Il faut souligner que les balles de cette carabine sont blindées.
De fabrication française, ces balles sont interdites
à la chasse en Europe. Nous nous sommes posés la question de
savoir pourquoi cette interdiction, l'informateur nous dit qu'en Europe, il n'y
a pas d'animaux féroces tels que les éléphants, les
buffles et bien d'autres qui peuvent prendre les balles de ce type.
L'informateur nous dit également que la chasse à
l'éléphant, appelée aussi grande chasse, a pour objectif
le besoin d'ivoire. Les balles de cette carabine ont une grande puissance
d'arrêt (GPA) et voilà pourquoi on les appelle balles GPA. C'est
à la suite de tout cela qu'une question nous est venue à
l'esprit. En effet, l'éléphant est partiellement
protégé sur le territoire gabonais. Il est formellement interdit
de le chasser. Mais les balles GPA sont également vendues. Que fait-on
de l'interdiction ? Et voilà que se présente le paradoxe que
nous qualifions de flagrant. Interdire la chasse de l'éléphant,
c'est interdire les cartouches ou les balles qui mettront sa vie en danger.
Chasser l'éléphant, c'est avoir besoin de son
ivoire. Cela nous conduit à la consommation des sous- produits ou aux
trophées comme disent les spécialistes. Un autre informateur que
nous avons rencontré cette fois-ci à Mbel, nous
révéla lors de notre excursion en forêt qu'un dignitaire du
Haut- Ogooué engagea deux chasseurs qui sont venus chasser les
éléphants à Mbel (village situé au PK 85 d'Owendo
sur la voie ferrée). La chasse peut être qualifiée de
massacre car elle permit l'abattage de 33 éléphants dans la
période d'octobre/novembre 2004. Et le besoin d'ivoire était
à l'origine de ce massacre. La 458 dont nous parlions plus haut a une
capacité de quatre balles. Nous constatons ici que les insuffisances
juridiques entretiennent l'impact négatif sur la faune. Les populations
profitent de cette situation pour surexploiter la faune sauvage. Une reforme
évidente de la loi d'orientation en matière de la protection de
la faune est nécessaire. Même les populations des couches moyennes
et aisées sont dans ce commerce. La loi se doit donc de mesurer et
contrôler tout cela. La loi ne doit pas être passive face à
certains comportements. Cette situation entraîne toujours l'injustice au
sein de la société. Cet aspect nous a même
été évoqué lors de nos enquêtes. D'aucuns
pensent que la loi est faite pour certains et s'applique sur et pour d'autres.

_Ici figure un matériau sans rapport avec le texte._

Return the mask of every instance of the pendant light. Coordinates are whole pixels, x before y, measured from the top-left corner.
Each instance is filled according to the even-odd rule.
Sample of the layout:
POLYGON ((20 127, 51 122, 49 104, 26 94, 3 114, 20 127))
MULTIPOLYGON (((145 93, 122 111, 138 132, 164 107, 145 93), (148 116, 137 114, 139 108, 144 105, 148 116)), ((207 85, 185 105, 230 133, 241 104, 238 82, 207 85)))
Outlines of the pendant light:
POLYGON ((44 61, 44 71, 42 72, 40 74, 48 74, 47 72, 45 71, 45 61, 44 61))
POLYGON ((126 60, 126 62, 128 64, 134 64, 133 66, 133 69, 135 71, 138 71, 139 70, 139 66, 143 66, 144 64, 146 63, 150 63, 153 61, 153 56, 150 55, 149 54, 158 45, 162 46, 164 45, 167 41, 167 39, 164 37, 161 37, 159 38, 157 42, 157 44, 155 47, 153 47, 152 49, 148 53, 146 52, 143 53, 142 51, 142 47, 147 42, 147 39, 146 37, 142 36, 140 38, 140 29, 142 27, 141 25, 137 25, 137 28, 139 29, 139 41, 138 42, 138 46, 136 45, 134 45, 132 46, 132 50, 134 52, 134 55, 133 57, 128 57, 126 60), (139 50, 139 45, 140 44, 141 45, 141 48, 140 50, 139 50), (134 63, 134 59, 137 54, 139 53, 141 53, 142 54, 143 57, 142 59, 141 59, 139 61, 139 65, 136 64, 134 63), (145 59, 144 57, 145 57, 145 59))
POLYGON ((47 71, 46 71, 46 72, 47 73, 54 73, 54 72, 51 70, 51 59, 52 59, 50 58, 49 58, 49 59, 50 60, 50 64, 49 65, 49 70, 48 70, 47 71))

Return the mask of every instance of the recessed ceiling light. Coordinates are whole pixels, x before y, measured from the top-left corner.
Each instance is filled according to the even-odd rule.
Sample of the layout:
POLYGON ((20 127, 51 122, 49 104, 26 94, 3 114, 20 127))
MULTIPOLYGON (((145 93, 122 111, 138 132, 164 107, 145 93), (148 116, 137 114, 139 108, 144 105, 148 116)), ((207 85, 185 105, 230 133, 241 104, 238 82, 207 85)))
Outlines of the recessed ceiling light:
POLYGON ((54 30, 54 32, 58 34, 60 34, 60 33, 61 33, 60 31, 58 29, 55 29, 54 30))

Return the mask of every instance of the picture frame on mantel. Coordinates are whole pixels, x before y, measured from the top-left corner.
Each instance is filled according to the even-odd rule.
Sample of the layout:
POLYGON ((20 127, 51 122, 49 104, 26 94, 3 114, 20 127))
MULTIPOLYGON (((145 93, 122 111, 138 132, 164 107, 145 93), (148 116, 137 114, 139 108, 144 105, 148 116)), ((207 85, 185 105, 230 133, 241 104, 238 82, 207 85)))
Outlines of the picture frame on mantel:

Cela entraîne les attitudes de mépris et de révolte de la
loi par les populations touchées par ce phénomène.
Il est également important d'étudier les formes
de procuration de ces cartouches par les chasseurs. Nous avons fait plusieurs
observations. Le chasseur propriétaire d'un permis de chasse et de port
d'arme aura droit à un bon de cartouches délivré par le
ministère de l'intérieur. Mais cette procédure
d'acquisition n'est pas partout la même. Il y a des chasseurs qui se
procurent des cartouches auprès de leurs propriétaires notamment
les chasseurs que nous avons qualifiés de dépendants. Il y a des
chasseurs qui achètent des cartouches auprès des personnes qui
ont des bons de cartouches. En effet, même les cartouches se vendent au
même titre que les piles, les câbles métalliques et autres.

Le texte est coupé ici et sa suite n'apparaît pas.